Horner's setup includes a fully stocked bar, a machine that turns out espresso and cappuccino, and some of the most succulent delicacies to be found in the paddock.
Horner's staff also includes Joseph McCarthy and Jim Sleep, who turn out meals fit for royalty.
"We probably serve an average of maybe 800 people during a race weekend," Horner said. "That includes breakfast and lunch each day, and sometimes a special dinner on Friday or Saturday night.
"It's like opening up a restaurant every weekend."
The menus are generally based on what is available, and known to be special, locally.
"It changes by what looks best when you get there," Horner said.
Last weekend, in Monterey, Calif., that included lots of seafood.
"Halibut, salmon, bay scallops and crab," Horner said. "We do our shopping when we arrive. We go to the fresh produce places and see what they have. We do a lot with seasonal stuff."
This weekend, at Gateway International Raceway, in Madison, Ill., it's Midwestern fare, including beef, pork ribs and barbecued chicken.
Overseeing the spectacular buffet at Forsythe's motorhome are Ann and Mike Murphy, the couple who 28 years ago started what is now an open-wheel tradition of hospitality. They were working for Firestone in Formula One.
"After Ann and I got married, they asked Ann if she would like to come along to the races," her husband said with a grin. "In 1972, we made sandwiches for the Firestone people and their customers."
Ann remembers it well.
"Colin Chapman, who owned the Lotus team, believed if the team was well fed, it would function better, so he hired us to cater lunch," she said. "Nobody else was doing it."
The motorhomes got bigger and the idea caught on in the United States after Mario Andretti, who had driven for Lotus, asked the Murphys to move their base to CART in 1983.
Mike's brother, Peter, and wife his wife, Mary-Lin, joined the tour several years later, and increasingly teams began to hop on board the hospitality train. Now, even the team with the smallest budget in the Champ Car series considers it necessary to have a hospitality area.
"Just because you're bigger doesn't mean you're better," Mike Murphy said. "You can have a small elegant setup, too."
Bruce McCaw, who owns the PacWest Motorsports Group, works out of a motorhome modestly called "The Summit," which is large enough to house several private offices and meeting rooms.
The adjoining hospitality area set up at each venue is among the biggest in the paddock. But McCaw insists it's not a contest.
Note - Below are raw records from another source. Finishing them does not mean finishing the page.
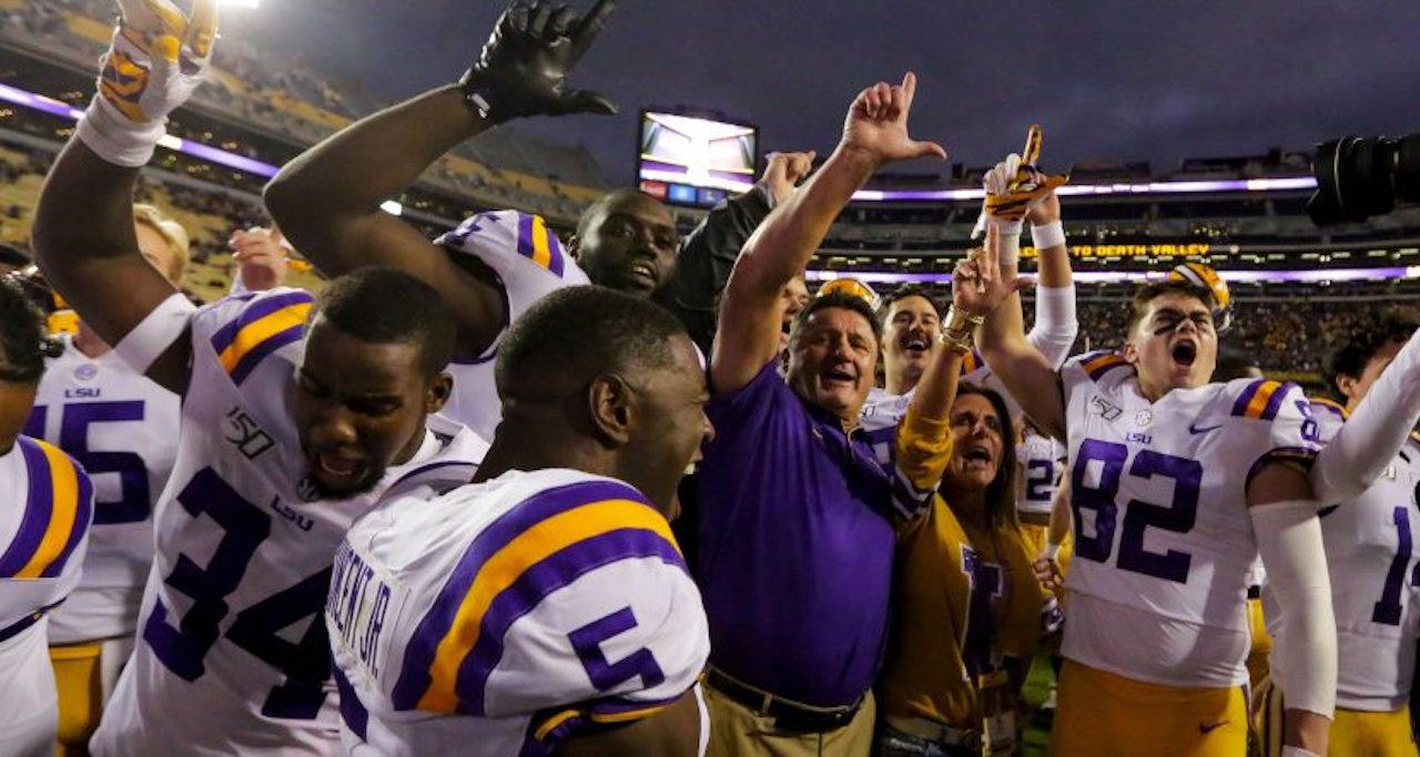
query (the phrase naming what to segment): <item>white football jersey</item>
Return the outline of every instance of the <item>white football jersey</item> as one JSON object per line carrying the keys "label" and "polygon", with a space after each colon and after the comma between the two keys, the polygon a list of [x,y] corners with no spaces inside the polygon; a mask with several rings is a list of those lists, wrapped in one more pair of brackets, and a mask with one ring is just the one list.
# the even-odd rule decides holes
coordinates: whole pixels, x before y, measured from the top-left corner
{"label": "white football jersey", "polygon": [[1015,459],[1025,473],[1015,498],[1017,512],[1051,515],[1066,454],[1064,444],[1034,431],[1025,432],[1021,444],[1015,445]]}
{"label": "white football jersey", "polygon": [[[1346,411],[1325,400],[1314,400],[1312,410],[1322,442],[1331,442]],[[1410,441],[1360,496],[1321,510],[1336,614],[1338,707],[1392,712],[1410,699],[1420,642],[1417,483],[1420,445]],[[1267,617],[1278,634],[1278,614]]]}
{"label": "white football jersey", "polygon": [[26,434],[74,455],[94,481],[84,577],[50,615],[50,644],[78,644],[133,634],[153,561],[153,505],[178,456],[180,400],[112,352],[91,359],[62,340]]}
{"label": "white football jersey", "polygon": [[325,622],[362,756],[547,754],[674,702],[710,654],[666,519],[565,469],[385,502],[341,546]]}
{"label": "white football jersey", "polygon": [[457,357],[449,364],[453,396],[443,408],[444,415],[491,439],[503,418],[503,404],[493,376],[503,333],[548,293],[591,281],[577,267],[572,255],[562,249],[557,234],[541,215],[517,210],[480,213],[435,240],[435,244],[477,258],[503,282],[503,332],[483,354]]}
{"label": "white football jersey", "polygon": [[178,462],[133,655],[94,754],[338,753],[320,621],[335,549],[390,485],[452,466],[467,476],[483,456],[477,437],[435,417],[413,459],[371,492],[318,499],[288,407],[311,303],[273,289],[187,320]]}
{"label": "white football jersey", "polygon": [[1315,458],[1306,397],[1240,378],[1150,403],[1109,352],[1061,378],[1075,516],[1062,654],[1149,683],[1245,683],[1247,483],[1267,462]]}
{"label": "white football jersey", "polygon": [[58,705],[45,612],[80,583],[94,486],[57,447],[0,455],[0,754],[54,754]]}

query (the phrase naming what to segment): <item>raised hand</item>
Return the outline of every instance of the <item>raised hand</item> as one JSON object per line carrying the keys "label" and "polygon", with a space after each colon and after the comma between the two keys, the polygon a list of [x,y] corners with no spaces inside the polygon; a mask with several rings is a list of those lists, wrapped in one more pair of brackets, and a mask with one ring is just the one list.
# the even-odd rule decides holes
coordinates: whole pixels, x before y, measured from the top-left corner
{"label": "raised hand", "polygon": [[907,115],[917,94],[917,77],[907,72],[902,84],[878,82],[858,94],[848,109],[841,146],[858,150],[878,164],[913,157],[947,159],[947,150],[936,142],[919,142],[907,135]]}
{"label": "raised hand", "polygon": [[[1044,224],[1059,220],[1059,200],[1055,189],[1069,181],[1068,176],[1047,176],[1039,169],[1041,142],[1039,125],[1031,125],[1025,133],[1025,147],[1020,155],[1011,153],[987,172],[984,211],[991,218],[1020,221],[1030,213],[1032,223]],[[1039,206],[1054,203],[1054,218],[1048,213],[1032,213]]]}
{"label": "raised hand", "polygon": [[567,6],[518,0],[503,11],[459,84],[483,118],[494,123],[537,115],[612,115],[616,105],[596,92],[568,88],[567,75],[615,7],[615,0],[598,0],[579,18]]}
{"label": "raised hand", "polygon": [[770,153],[770,164],[760,177],[760,184],[770,193],[775,206],[790,198],[814,170],[814,150],[805,153]]}
{"label": "raised hand", "polygon": [[1024,276],[1001,275],[1001,230],[988,225],[985,247],[971,251],[967,259],[957,264],[951,275],[951,306],[961,312],[985,316],[995,310],[1005,298],[1030,286]]}
{"label": "raised hand", "polygon": [[166,133],[168,113],[203,81],[217,34],[217,0],[195,0],[190,16],[169,0],[118,4],[122,21],[78,133],[104,160],[136,167],[148,163]]}

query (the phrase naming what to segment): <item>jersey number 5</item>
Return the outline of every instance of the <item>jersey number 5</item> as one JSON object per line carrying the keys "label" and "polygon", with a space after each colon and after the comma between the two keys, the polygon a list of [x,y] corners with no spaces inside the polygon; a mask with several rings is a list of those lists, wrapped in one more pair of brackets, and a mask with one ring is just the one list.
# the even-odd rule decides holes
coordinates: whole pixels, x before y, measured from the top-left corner
{"label": "jersey number 5", "polygon": [[[1125,461],[1129,448],[1122,444],[1099,439],[1085,439],[1075,455],[1075,471],[1071,478],[1071,510],[1075,513],[1075,554],[1096,563],[1109,561],[1115,546],[1115,526],[1119,506],[1119,482],[1125,475]],[[1098,465],[1098,481],[1086,483],[1085,475]],[[1173,479],[1173,502],[1156,505],[1133,499],[1127,505],[1123,533],[1119,537],[1119,557],[1115,564],[1120,570],[1142,573],[1166,581],[1187,583],[1193,556],[1167,550],[1163,553],[1145,549],[1145,532],[1150,527],[1174,533],[1189,533],[1198,516],[1198,490],[1203,483],[1203,466],[1198,461],[1176,458],[1152,449],[1135,455],[1129,475],[1137,478],[1163,476]],[[1093,515],[1093,534],[1086,534],[1083,513]]]}

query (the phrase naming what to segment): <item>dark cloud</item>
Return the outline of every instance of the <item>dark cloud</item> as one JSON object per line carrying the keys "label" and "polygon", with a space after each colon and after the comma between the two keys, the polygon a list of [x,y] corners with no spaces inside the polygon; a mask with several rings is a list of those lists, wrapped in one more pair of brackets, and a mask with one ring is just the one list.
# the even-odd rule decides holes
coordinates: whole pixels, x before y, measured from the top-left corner
{"label": "dark cloud", "polygon": [[[589,0],[581,3],[589,6]],[[267,0],[268,35],[386,99],[454,79],[493,1]],[[540,119],[629,177],[635,112],[690,105],[761,125],[767,149],[832,147],[862,86],[914,69],[914,132],[985,164],[1047,129],[1047,163],[1309,147],[1420,130],[1420,3],[1254,0],[623,0],[577,84],[621,116]]]}

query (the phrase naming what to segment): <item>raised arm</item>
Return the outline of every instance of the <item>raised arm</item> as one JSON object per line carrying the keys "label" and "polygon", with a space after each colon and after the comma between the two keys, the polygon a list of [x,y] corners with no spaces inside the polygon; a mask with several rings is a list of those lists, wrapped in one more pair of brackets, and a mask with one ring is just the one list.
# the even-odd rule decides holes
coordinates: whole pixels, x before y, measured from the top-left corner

"We try and do a really good job, but I don't view it as an active competition," McCaw said. "Different organizations have different needs. What somebody may do for one group, may not work at all for somebody else's sponsors."
McCaw said they don't always have to spend a lot of money on the food they serve.
"We've tried to go with healthier food," he said. "Healthy food doesn't cost any more. Beer and hot dogs aren't necessarily in keeping with today's lifestyles."